CONSENT TO ENTRY OF INJUNCTIVE RELIEF
AND MONETARY PENALTY
WHEREAS, TSI, through its execution of this Consent Order, consents to the Commissioner’s entry of a Consent Order imposing the following injunctive relief and monetary penalty:
|No later than the date this Consent Order is executed by TSI, it shall remit to the Department of Banking by wire transfer, cashier’s check, certified check or money order made payable to “Treasurer, State of Connecticut,” the sum of Two Hundred Thousand Dollars ($200,000) as a civil penalty;
|TSI shall comply with Sections 36a-17, 36a-53b(2), 36a-806 and 36a-808 of the Connecticut General Statutes;
|TSI shall implement policies and procedures to ensure that its NCSLT Affiant Training Manual and Attorney Network Standard Operating Procedure Manual, as amended from time to time, are adhered to and shall provide evidence of such implementation upon request by the Commissioner;
|TSI shall ensure that its affidavit templates, which are executed by TSI for NCSLT collection proceedings and filed in Connecticut state court by external counsel retained by TSI on behalf of NCSLT, are reviewed by external counsel licensed in Connecticut at least annually for compliance with Connecticut Practice Book requirements and are timely updated to reflect Connecticut and federal laws at all times;
|TSI shall implement policies and procedures to require that every future NCSLT Affidavit executed by TSI and filed by external counsel retained by TSI on behalf of NCSLT in a Connecticut collection proceeding: (a) complies with Connecticut laws, including Connecticut Practice Book requirements, (b) properly references the documents attached, and (c) accurately reflects the knowledge of the affiant and amount of student loan debt owed by the borrower, provided, however that NCSLT affidavits executed by TSI regarding Connecticut borrowers may seek an amount less than the amount owed by the borrower;
|No later than forty-five (45) days after each calendar quarter beginning with the quarter ending December 31, 2017 (the first report to be due on or before February 14, 2018), for a period of eight calendar quarters, TSI shall provide to Carmine Costa, Division Director at email@example.com, evidence of compliance with the following requirements: (a) accurate and complete monthly reconciliations of NCSLT debtor balances, last payment dates and open/closed inventory between all collection systems used to collect on NCSLT accounts of Connecticut debtors by TSI and its vendors, including law firms, (b) accurate and complete monthly reconciliations of all collection trust accounts used to deposit Connecticut debtor monies for the NCSLT portfolio by TSI and its active vendors, including law firms, and (c) timely remediation of all TSI internal audit findings relating to law firms and vendors used in the collection of NCSLT accounts of Connecticut debtors such that no high risk audit finding shall remain outstanding for more than six (6) months. TSI shall off-board any law firm or vendor which fails to comply with such requirement; and
|TSI shall require that: (a) TSI and each of its vendors, including law firms, which collect on an NCSLT loan of a Connecticut debtor: (1) provide the validation notice required by Section 36a-809-13(a) of the Regulations of Connecticut State Agencies upon receipt of the account for collection; (2) designate at least one (1) employee as the NCSLT account representative, which individual shall be qualified and reasonably available to answer any questions of Connecticut debtors concerning the collection of NCSLT loans; and (3) within ninety (90) days from the effective date of this Consent Order, all validation notices sent to Connecticut debtors regarding NCSLT loans shall clearly identify the amount of debt and interest owed, the original and current creditor and a phone number of the vendor issuing the validation notice that a consumer may call in order to speak with a representative at that vendor who has reasonable knowledge about this portfolio and the consumer’s account(s), and (b) any law firm retained by TSI on behalf of NCSLT shall not initiate a lawsuit in Connecticut state court on an NCSLT loan of a Connecticut debtor for at least thirty (30) days after sending such validation notice.

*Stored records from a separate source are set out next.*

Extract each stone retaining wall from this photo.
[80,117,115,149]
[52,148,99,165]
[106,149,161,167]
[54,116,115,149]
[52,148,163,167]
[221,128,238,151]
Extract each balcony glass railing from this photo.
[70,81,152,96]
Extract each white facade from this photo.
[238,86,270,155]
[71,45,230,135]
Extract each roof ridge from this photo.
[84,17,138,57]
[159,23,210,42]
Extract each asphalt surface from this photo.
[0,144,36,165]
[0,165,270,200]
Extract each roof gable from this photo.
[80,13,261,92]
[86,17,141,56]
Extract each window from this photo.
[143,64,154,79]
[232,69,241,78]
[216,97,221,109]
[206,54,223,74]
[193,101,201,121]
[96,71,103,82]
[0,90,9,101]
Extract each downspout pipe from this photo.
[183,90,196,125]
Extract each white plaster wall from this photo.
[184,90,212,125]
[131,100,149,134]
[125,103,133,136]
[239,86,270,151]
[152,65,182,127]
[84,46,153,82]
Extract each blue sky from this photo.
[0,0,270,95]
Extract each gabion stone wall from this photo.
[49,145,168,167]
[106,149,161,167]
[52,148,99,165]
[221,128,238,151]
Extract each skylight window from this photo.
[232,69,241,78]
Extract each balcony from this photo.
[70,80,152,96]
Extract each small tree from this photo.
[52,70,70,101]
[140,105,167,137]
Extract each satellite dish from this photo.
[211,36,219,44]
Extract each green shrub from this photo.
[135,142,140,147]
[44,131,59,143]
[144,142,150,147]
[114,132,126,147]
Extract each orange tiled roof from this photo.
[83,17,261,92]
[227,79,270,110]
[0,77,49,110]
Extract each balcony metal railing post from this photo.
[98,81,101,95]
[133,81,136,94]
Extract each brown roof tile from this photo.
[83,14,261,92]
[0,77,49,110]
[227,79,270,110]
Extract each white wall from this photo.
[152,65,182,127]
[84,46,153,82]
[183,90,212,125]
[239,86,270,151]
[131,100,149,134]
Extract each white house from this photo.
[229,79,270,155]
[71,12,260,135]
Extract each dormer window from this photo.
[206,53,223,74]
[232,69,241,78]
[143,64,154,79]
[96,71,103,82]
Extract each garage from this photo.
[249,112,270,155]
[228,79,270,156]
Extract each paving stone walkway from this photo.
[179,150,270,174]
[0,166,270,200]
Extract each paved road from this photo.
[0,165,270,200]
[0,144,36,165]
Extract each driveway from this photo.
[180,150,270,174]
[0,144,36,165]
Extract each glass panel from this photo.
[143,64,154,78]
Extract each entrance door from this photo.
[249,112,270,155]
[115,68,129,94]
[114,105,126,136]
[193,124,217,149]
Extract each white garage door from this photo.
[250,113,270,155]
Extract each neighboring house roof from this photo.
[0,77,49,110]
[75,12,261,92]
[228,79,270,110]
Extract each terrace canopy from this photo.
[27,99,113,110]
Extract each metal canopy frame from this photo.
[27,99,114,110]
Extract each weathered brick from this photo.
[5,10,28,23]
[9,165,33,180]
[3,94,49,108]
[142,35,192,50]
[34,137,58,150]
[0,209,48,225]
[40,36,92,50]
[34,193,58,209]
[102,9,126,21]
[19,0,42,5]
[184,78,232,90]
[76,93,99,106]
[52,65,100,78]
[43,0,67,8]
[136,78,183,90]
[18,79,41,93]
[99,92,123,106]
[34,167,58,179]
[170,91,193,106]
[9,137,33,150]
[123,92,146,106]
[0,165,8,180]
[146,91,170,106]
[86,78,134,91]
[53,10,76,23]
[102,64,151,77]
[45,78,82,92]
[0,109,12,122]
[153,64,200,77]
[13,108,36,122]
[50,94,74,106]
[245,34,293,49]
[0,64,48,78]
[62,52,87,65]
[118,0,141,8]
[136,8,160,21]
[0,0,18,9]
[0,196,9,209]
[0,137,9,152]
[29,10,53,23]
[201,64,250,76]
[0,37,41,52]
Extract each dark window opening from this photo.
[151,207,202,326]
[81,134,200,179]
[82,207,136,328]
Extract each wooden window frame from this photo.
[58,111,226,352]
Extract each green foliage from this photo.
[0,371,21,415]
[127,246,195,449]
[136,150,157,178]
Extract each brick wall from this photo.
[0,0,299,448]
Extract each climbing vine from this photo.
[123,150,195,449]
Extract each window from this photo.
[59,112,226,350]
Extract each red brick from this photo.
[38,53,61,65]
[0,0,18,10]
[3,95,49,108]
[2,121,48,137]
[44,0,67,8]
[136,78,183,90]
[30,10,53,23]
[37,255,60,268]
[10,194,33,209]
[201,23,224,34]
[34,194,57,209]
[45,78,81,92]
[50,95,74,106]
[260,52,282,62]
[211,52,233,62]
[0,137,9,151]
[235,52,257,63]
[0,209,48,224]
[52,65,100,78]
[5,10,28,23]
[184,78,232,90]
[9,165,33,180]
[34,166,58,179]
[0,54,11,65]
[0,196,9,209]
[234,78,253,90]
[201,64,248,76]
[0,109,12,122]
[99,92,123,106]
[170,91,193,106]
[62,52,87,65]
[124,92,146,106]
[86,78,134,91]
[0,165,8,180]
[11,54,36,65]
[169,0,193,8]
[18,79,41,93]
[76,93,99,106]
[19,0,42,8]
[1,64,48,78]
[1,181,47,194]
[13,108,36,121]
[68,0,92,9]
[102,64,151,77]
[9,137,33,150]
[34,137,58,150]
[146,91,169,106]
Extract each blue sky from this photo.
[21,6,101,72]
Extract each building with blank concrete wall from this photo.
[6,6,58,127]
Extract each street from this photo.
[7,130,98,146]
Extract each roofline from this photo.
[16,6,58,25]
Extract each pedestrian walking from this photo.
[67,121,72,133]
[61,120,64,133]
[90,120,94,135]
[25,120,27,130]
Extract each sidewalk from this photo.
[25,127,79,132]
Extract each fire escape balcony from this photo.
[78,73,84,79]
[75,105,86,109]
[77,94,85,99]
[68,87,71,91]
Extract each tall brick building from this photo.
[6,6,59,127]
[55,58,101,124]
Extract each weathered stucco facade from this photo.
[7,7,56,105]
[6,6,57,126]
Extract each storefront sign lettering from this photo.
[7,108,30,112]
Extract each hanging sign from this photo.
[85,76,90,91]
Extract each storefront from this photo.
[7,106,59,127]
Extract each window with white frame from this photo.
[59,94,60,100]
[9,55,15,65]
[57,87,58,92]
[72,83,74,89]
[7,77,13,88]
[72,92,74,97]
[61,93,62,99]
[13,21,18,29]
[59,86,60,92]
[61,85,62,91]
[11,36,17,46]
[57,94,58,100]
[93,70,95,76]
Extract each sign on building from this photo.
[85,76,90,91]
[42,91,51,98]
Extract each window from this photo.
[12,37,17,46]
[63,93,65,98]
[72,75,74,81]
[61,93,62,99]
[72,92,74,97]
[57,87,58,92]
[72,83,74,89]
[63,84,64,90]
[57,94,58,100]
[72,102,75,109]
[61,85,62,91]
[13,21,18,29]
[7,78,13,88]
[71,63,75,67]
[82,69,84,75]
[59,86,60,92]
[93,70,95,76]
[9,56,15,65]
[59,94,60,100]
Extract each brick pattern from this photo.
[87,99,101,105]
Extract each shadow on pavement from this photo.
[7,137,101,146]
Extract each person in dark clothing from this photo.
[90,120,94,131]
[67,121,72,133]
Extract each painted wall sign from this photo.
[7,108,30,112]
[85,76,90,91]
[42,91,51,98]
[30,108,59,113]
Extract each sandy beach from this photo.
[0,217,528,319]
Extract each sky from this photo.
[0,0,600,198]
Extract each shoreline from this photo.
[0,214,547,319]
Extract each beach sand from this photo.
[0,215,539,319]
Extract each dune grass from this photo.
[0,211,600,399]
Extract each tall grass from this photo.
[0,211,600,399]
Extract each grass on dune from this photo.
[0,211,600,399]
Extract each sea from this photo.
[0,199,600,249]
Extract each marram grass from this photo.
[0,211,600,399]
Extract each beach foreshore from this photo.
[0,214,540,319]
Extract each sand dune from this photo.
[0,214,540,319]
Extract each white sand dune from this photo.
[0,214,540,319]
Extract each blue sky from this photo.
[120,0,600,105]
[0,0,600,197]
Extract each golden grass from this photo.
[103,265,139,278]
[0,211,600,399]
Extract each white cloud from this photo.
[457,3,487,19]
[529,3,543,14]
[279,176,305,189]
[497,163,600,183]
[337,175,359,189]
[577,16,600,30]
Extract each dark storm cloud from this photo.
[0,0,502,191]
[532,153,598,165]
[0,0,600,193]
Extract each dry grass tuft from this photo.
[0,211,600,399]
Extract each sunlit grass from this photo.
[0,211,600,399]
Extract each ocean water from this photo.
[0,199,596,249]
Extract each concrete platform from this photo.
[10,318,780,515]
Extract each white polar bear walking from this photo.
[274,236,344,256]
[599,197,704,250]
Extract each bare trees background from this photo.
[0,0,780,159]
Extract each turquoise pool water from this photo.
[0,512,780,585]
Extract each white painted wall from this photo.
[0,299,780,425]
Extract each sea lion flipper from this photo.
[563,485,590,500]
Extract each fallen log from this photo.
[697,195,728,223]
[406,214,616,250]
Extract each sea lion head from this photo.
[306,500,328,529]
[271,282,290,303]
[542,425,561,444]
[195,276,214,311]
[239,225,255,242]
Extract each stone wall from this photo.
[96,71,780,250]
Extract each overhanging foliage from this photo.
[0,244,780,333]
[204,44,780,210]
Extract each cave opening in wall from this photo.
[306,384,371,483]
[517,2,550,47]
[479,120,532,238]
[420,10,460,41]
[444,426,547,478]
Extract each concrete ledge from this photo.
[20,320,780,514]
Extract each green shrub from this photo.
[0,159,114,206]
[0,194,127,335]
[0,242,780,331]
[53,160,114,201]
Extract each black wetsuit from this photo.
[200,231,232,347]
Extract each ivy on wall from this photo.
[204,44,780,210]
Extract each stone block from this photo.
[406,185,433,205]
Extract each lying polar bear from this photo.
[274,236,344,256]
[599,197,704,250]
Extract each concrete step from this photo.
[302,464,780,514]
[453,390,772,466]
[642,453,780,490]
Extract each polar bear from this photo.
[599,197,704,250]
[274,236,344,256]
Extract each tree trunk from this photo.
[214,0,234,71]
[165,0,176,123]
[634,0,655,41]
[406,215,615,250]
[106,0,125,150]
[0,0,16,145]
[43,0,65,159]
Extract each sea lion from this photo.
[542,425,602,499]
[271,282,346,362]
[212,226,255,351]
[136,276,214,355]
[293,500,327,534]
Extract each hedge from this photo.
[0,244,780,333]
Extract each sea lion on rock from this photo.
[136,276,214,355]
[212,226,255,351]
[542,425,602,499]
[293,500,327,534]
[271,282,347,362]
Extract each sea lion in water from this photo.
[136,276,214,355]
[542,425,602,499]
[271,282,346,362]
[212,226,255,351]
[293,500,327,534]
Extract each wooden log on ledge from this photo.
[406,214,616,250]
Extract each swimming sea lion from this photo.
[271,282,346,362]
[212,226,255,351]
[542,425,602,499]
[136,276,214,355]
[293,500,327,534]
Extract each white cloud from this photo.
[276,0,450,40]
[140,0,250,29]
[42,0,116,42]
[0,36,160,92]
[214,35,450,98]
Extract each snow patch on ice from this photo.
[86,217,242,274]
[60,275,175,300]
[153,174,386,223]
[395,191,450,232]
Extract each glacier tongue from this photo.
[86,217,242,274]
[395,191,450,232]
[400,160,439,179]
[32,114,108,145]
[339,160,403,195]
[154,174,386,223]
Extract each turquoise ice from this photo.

NOW THEREFORE, the Commissioner enters the following:
|The Injunctive Relief and Monetary Penalty set forth above be and are hereby entered;
|Upon issuance of this Consent Order by the Commissioner, this matter will be resolved and the Commissioner will not take any future enforcement action against TSI, based upon the allegations set forth herein; provided that issuance of this Consent Order is without prejudice to the right of the Commissioner to take enforcement action against TSI based upon a violation of this Consent Order or the matters underlying its entry, if the Commissioner determines that compliance with the terms herein is not being observed or if any representation made by TSI, and reflected herein is subsequently discovered to be untrue. Nothing in this Consent Order shall be construed as limiting the Commissioner’s ability to take enforcement action against TSI based upon evidence indicating that TSI withheld information from, or made any misstatement or omission to the Commissioner in connection with this matter;
|Subject to the foregoing, and so long as this Consent Order is promptly disclosed by TSI and its control persons on NMLS, as applicable, nothing in the issuance of this Consent Order shall adversely affect the ability of TSI to apply for or obtain licenses or renewal licenses under Part XII of Chapter 669, Sections 36a-800 et seq., of the Connecticut General Statutes, provided all applicable legal requirements for any such license are satisfied;
|This Consent Order shall be binding upon TSI and its successors and assigns; and
|This Consent Order shall become final when issued.
Issued at Hartford, Connecticut
this 11th day of October 2017. ______/s/__________
Jorge L. Perez
I, John E. Laughlin, state on behalf of Transworld Systems Inc., that I have read the foregoing Consent Order; that I know and fully understand its contents; that I am authorized to execute this Consent Order on behalf of Transworld Systems Inc.; that Transworld Systems Inc., agrees freely and without threat or coercion of any kind to comply with the injunctive relief and monetary penalty entered herein; and that Transworld Systems Inc., voluntarily agrees to enter into this Consent Order, expressly waiving the procedural rights set forth herein as to the matters described herein.
Name: Joseph E. Laughlin
Title: Chief Executive Officer
Transworld Systems Inc.
State of: Illinois
County of: Lake
On this the 2nd day of October 2017, before me, Stefanie Leaser, the undersigned officer, personally appeared Joseph E. Laughlin who acknowledged himself/herself to be the Chief Executive Officer of Transworld Systems Inc., a corporation, and that he/she as such Chief Executive Officer being authorized so to do, executed the foregoing instrument for the purposes therein contained, by signing the name of the corporation by himself/herself as Chief Executive Officer.
In witness whereof I hereunto set my hand.